Clone type-erased data

Hi,
I have some type-erased pointer NonNull<u8> to some data.
(it is data stored in bevy's ECS, and the pointer is Ptr which is a wrapper around NonNull<u8>)

I would like to clone the data so that I can store it somewhere else.
Is it possible to do in rust?
I'm not sure how to type-erase a function like fn clone(&self) -> Self

There's GitHub - dtolnay/dyn-clone: Clone trait that is object-safe

But Ptr already implements Clone, though of course that clones the (shared) Ptr itself, rather than the data it points to.

But Ptr has an unsafe method deref() that will get you &T at which point you could clone.

Someone more familiar with Bevy might be able to give more targeted advice. I only learned of Ptr's existence from reading this.
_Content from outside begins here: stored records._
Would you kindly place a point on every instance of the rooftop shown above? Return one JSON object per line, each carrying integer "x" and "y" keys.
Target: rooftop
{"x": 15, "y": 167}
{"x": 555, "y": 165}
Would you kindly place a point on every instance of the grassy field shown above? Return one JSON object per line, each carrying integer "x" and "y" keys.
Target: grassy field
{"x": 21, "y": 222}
The dyn-clone crate mentioned above is a good option if it satisfies your needs. If you need to write your own for some reason, like needing a different erased output type, @quinedot’s A tour of dyn Trait tutorial describes how to do it yourself.

1 Like

TL;DR: the usual trick consists of 2 steps:

  1. Make an equivalent trait that does what you want but is object-safe
  2. Apply a blanket impl that will make the compiler generate the impl for all (applicable) types, e.g.:
trait Cloneable<'a> {
    fn dyn_clone(&self) -> Box<dyn Cloneable + 'a>;
}

impl<'a, T: Clone + 'a> Cloneable<'a> for T {
    fn dyn_clone(&self) -> Box<dyn Cloneable + 'a> {
        Box::new(self.clone())
    }
}

Playground

1 Like

I would like to make it work via raw pointers
because what I get as input is Ptr (which is basically a NonNull<u8> that points to some data)

I tried doing something like this:

unsafe fn erased_clone<C: Clone>(data: Ptr) -> NonNull<u8> {
    let cloned = data.deref::<C>().clone();
    let mut temp = ManuallyDrop::new(cloned);
    NonNull::from(&mut *temp).cast()

But miri complains, saying that the alloc in temp gets deallocated at the end of the function.

Is it because the memory is freed at the end of the function, even if I called ManuallyDrop?
How can I do it?

Yes. It's on the stack. Leaving the function pops the stack. You've just prevented calling the destructor.

Return C (i.e. cloned), not NonNull<u8>.

Or use Box::into_raw(Box::new(cloned)) to put in on the heap and get a pointer to that.

Actually I managed to do it like that (I need to also return a type-erased ptr)

unsafe fn erased_clone<C: Clone>(data: Ptr) -> NonNull<u8> {
    let cloned: C = data.deref::<C>().clone();
    let cloned_ptr = Box::leak(Box::new(cloned));
    NonNull::from(cloned_ptr).cast()
}

and then I call Box::from_raw(data.cast::<C>().as_ptr()); to reclaim the memory.
When the box gets dropped, drop() is called and the memory is freed.

Box::into_raw is more semantically correct then (though I don't think there's any harm in this particular case[1]).


  1. If you let a &C escape from the &mut C you got from leak, the lifetimes could be problematic ↩ī¸Ž

You could also consider an API like beby_ptr::OwningPtr::make which takes a closure rather than returning a pointer, thus avoiding a heap allocation.